Nicotine withdrawal symptoms (e.g., increased negative affect, decreased positive affect, cigarette craving) are a core component of cigarette dependence that emerge upon the absence of nicotine administration, maintaining cigarette smoking and inhibiting cessation efforts. The use of electronic cigarettes (e-cigarettes) has increased dramatically in recent years, with studies demonstrating that e-cigarettes can reduce nicotine withdrawal symptoms during acute cigarette abstinence. E-cigarettes with flavorings that simulate the sweet taste of fruit, candy and other sugary foods and beverages are widely available, commonly used and are frequently cited as a reason for the persistent use of e-cigarettes. During nicotine withdrawal, sweet flavors have been shown to reduce nicotine withdrawal symptoms. Additionally, a recent USC TCORS (Tobacco Center of Regulatory Science) administrative supplement study conducted at the University of Southern California (USC) Health, Emotion, and Addiction Laboratory (USC-HEAL) found that sweet-flavored solutions enhanced the appeal of e-cigarettes, independent of nicotine. However, the impact of e-cigarette flavorings on nicotine withdrawal symptoms is currently unknown. This behavioral pharmacology laboratory experiment will assess whether sweet (vs. non-sweet) flavored e-cigarette solutions reduce tobacco withdrawal symptoms and motivation to smoke among 40 smokers interested in trying e-cigarettes (for the first time) following 16-hours of nicotine abstinence. At each visit, participants will complete a standardized e-cigarette administration procedure, as developed in our prior work, in which flavor will be manipulated in a double-blind, cross-over, counterbalanced design. Following the e-cigarette administration, participants will complete: 1) self-report measures of nicotine withdrawal symptoms; 2) physiological measurements and 3) a behavioral task that measures participants' ability to resist the desire to resume smoking under conditions in which it is advantageous to remain abstinent (i.e., monetary payment for each successive 5-min increment in which smoking is delayed). The study's experimental design will provide evidence of the causal effects of e-cigarette flavorings on a putatively critical factor for determining whether smokers continue e-cigarette use after initial trial-the ability of a product to suppress withdrawal and motivation to smoke during periods of tobacco deprivation.

Study Type

Interventional

Enrollment (Actual)

37

Phase

  • Not Applicable

Contacts and Locations

This section provides the contact details for those conducting the study, and information on where this study is being conducted.

Study Locations

  • United States
    • California
      • Los Angeles, California, United States, 90032
        • USC Health, Emotion and Addiction Laboratory

Participation Criteria

Researchers look for people who fit a certain description, called eligibility criteria. Some examples of these criteria are a person's general health condition or prior treatments.

Eligibility Criteria

Ages Eligible for Study

21 years and older (Adult, Older Adult)

Accepts Healthy Volunteers

Yes

Description

Inclusion Criteria:

  1. 21 years of age or older;
  2. Daily cigarette smoking for at least the past two years;
  3. Currently smoke > 10 cig/day;
  4. Interest in trying e-cigarettes;
  5. report primarily smoking non-mentholated cigarettes.

Exclusion Criteria:

  1. Current use of medications that impact withdrawal or smoking (e.g., bupropion, varenicline, nicotine replacement, anti-depressants, anxiolytics);
  2. Prior use of e-cigarettes (i.e., self-report > 10 puffs lifetime, use on more than two occasions, purchased own device);
  3. breath carbon monoxide (CO) < 10 at intake;
  4. pregnancy/breastfeeding; and
  5. daily use of other tobacco products (e.g., hookah, cigars).

Study Plan

This section provides details of the study plan, including how the study is designed and what the study is measuring.

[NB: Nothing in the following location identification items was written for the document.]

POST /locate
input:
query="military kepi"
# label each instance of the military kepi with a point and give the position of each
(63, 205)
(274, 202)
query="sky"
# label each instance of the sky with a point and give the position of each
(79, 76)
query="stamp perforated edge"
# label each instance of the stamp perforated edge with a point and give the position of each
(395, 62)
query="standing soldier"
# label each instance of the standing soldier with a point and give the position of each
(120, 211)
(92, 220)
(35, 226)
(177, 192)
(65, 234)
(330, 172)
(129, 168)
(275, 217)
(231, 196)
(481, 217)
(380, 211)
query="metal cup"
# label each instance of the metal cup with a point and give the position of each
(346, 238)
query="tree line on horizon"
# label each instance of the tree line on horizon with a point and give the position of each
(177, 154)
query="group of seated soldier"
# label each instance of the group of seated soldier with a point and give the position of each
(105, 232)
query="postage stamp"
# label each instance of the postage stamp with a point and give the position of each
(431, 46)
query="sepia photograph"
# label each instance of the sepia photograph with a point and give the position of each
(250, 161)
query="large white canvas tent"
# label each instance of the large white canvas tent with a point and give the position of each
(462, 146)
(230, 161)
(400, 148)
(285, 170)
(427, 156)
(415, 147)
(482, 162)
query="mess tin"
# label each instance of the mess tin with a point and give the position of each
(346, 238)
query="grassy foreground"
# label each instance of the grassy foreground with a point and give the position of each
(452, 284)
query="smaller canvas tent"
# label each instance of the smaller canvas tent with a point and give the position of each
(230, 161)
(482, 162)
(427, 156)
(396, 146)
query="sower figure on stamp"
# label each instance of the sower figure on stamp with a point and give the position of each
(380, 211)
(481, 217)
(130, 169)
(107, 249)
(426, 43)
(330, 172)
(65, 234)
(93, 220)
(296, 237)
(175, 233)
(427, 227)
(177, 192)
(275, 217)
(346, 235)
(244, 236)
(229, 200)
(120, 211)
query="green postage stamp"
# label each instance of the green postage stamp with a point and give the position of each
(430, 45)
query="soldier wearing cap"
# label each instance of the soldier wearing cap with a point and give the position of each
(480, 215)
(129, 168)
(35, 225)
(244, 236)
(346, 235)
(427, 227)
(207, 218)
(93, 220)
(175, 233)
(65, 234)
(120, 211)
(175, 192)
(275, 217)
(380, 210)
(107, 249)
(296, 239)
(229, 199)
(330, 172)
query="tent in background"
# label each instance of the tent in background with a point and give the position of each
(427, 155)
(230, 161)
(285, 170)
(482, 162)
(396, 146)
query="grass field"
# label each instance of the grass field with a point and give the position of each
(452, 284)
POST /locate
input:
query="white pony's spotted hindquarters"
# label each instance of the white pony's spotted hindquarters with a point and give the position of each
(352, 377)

How is the study designed?

Design Details

  • Primary Purpose: Other
  • Allocation: Randomized
  • Interventional Model: Crossover Assignment
  • Masking: Single

Arms and Interventions

Participant Group / Arm
Intervention / Treatment
Experimental: Sweet-Flavored e-Cigarette
Participants will self-administer a sweet-flavored e-cigarette containing 3 mg/mL of nicotine.
Other: e-Cigarette
Participants will self-administer an experimenter-provided e-cigarette.
Active Comparator: Tobacco-Flavored e-Cigarette
Participants will self-administer a tobacco-flavored e-cigarette containing 3 mg/mL of nicotine.
Other: e-Cigarette
Participants will self-administer an experimenter-provided e-cigarette.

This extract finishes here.